Рвота, судороги, слабость — в ближайшей больнице никак не могли понять, что со мной.
— Здесь больно? — спрашивает очередной врач, нажимая на живот. А я ответить не могу, потому что меня от его прикосновения опять выворачивает наизнанку.
— Дайте попить, — сиплым от жажды голосом прошу медсестер.
— Пока диагноз не поставили — нельзя.
Я лежала на кровати и чувствовала себя обезьянкой в зоопарке: женщины рядом вполголоса, но не особенно стесняясь, обсуждали мои фильмы, «Ледниковый период»... А мама в это время умоляла главврача: «Доктор, я только что похоронила сына. Не дайте потерять дочь!» На какое-то время я отключилась.
В себя пришла от жуткого холода. Пытаюсь поднять голову и понимаю, что лежу абсолютно голая на железной каталке. Спрашиваю у санитарки: «Где я?»
Она, не говоря ни слова, уходит.
Меня охватила паника. Я не знала, что на каталке меня перевезли в реанимацию. На миг показалось: я тоже умерла и нахожусь в морге.
Вытащил меня из этой больницы Саша Абт. Мама ему позвонила, когда поняла, что врачи не знают, что делать. Он поднял на ноги если не всю Москву, то точно половину, перевез в платную клинику, где меня тут же начали готовить к операции — было подозрение на панкреатит, я похудела на семь килограммов, питание вводили уже через трубку. Но выяснилось, что оперировать нечего, — это была просто реакция организма на жуткий стресс.

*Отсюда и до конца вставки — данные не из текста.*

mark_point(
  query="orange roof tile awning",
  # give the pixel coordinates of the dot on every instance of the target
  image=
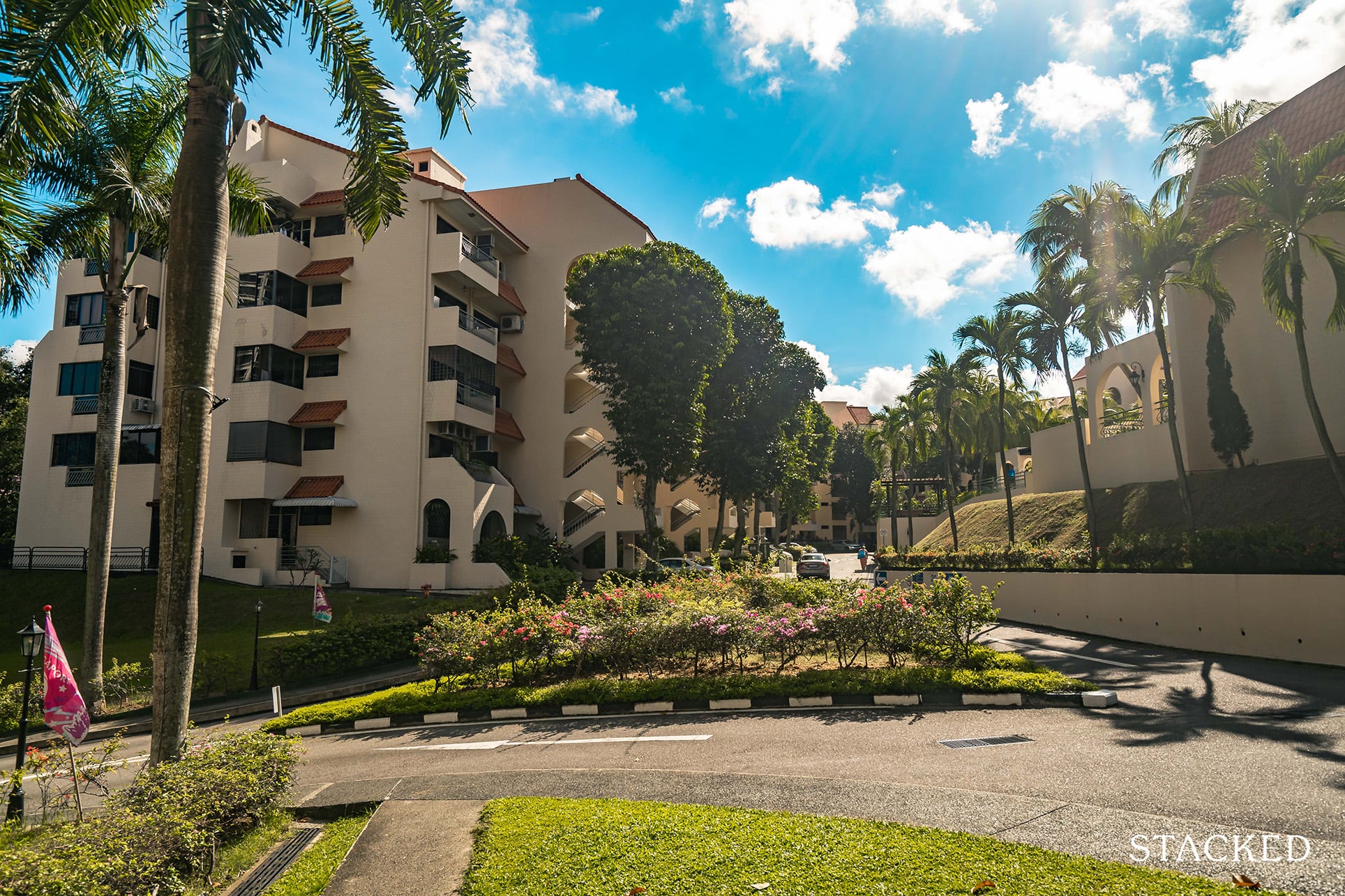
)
(326, 268)
(317, 412)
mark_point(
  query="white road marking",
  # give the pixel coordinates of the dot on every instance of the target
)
(1063, 653)
(494, 744)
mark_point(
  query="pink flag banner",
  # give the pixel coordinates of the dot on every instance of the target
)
(63, 709)
(322, 609)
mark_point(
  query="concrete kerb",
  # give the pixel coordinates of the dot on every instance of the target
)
(1090, 700)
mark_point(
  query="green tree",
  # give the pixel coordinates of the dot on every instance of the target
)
(1002, 341)
(653, 324)
(1279, 202)
(47, 46)
(1228, 424)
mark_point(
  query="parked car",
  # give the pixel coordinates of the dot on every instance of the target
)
(814, 567)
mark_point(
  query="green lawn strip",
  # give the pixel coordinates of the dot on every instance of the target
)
(315, 868)
(564, 846)
(1013, 676)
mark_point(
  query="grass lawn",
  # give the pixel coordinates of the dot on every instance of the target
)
(565, 846)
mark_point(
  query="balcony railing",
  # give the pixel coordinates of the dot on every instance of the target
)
(474, 326)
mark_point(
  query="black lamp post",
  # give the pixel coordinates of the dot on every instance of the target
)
(256, 642)
(30, 641)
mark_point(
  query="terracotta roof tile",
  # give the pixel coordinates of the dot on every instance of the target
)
(322, 340)
(326, 266)
(506, 425)
(317, 487)
(317, 412)
(506, 357)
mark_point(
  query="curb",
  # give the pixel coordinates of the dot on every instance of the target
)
(1090, 700)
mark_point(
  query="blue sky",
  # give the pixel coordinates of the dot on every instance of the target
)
(865, 165)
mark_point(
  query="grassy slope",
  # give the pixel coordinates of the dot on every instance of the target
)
(555, 846)
(1300, 493)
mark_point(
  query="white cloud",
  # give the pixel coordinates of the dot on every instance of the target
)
(818, 27)
(884, 197)
(713, 213)
(930, 266)
(1278, 49)
(988, 123)
(1072, 97)
(790, 214)
(878, 388)
(504, 62)
(943, 13)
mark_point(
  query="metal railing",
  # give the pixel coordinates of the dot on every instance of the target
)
(585, 459)
(579, 522)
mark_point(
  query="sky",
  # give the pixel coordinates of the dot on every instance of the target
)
(864, 165)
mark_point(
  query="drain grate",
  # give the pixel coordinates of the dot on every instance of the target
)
(985, 742)
(275, 864)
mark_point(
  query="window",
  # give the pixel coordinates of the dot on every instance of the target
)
(72, 450)
(265, 440)
(272, 288)
(327, 294)
(140, 380)
(139, 447)
(330, 227)
(80, 379)
(260, 363)
(323, 365)
(320, 439)
(315, 515)
(84, 310)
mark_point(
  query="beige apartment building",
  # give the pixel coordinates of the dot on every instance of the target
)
(421, 389)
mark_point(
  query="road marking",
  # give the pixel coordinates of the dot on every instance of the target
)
(494, 744)
(1063, 653)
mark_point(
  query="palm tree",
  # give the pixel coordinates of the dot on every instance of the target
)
(1156, 249)
(1065, 315)
(1279, 202)
(946, 384)
(45, 49)
(1184, 142)
(1002, 341)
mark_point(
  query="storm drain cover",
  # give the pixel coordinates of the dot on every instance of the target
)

Понемногу я пошла на поправку.
Из больницы выписалась совершенно сломленная. Боль от расставания с Макаровым казалась теперь комариным укусом. Господи, да как вообще я могла переживать из-зтой ерунды! Должно же было свалиться на меня такое горе, чтобы я научилась понимать, что в жизни важно, а что нет.
Почти равнодушно смотрела на броские газетные заголовки: «Настя Макеева пыталась покончить с собой», «Актриса Макеева не смогла пережить гибель брата и расставание с Алексеем Макаровым». Было жаль родителей — им приходилось несладко от этих сплетен и домыслов.
Впрочем, с родителями тогда вообще было непросто. Казалось бы, смерть брата должна была еще больше укрепить нашу связь, ведь кроме меня и внука Давида у них никого не осталось.
Но с каждым днем чувствовала, что мама и папа отдаляются от меня, что я перестаю их понимать. Пыталась утешать маму:
— Не плачь, родная, все будет хорошо.
В ответ слышала:
— Не будет. Мы сейчас с тобой сидим и разговариваем, й сын гниет в могиле.
Что тут возразишь? Да, это правда. Даня умер, мы больше никогда его не увидим. Любые слова утешения здесь покажутся фальшивыми. И дальше мы просто плакали вместе.
Однажды я посмотрела на родителей и ужаснулась. Вместо моложавых, крепких, полных сил людей, какими я привыкла их видеть, передо мной сидели два старичка.
По совету подруги отправила их в реабилитационный центр в Звенигороде и сама тоже возобновила беседы с психологом.
Потихоньку, шаг за шагом, я начала выкарабкиваться из пропасти. Нервы и мозги постепенно приходили в порядок. Я стала чаще выходить на люди, в свой день рождения даже заказала столик в ресторане и отважилась собрать гостей.
«Отлично выглядишь», — говорили старые знакомые.
Выглядела я и правда неплохо, но внутри была словно сжатая до предела пружина. Смерть брата подкосила меня очень сильно. Работа в мюзикле, которой я так гордилась, превратилась в пытку. Там по сюжету мать находит пропавшего сына через много лет. Было невыносимо стоять за кулисами и слушать арию: «Есть у Эрмины сын, у Бенедетто — мать».
Моя мама больше никогда не сможет обнять своего сына.
Я была настолько поглощена своим горем, что возможность какой-то личной жизни не рассматривала даже теоретически. Предложения коллег присмотреться к тому или другому парню воспринимала как бестактность. Единственным, кого подпустила к себе близко, был Глеб.
Я понятия не имела, что он тоже ходит на кастинги «Монте-Кристо». И вот когда начались репетиции, мне сказали: «Такого замечательного мальчика утвердили на роль Фернана, чудный голос. Приди пораньше, послушай, как прекрасно поет».
Я пришла и с радостью обнаружила, что этот «мальчик Глеб. Общались мы много, но только по профессиональным вопросам.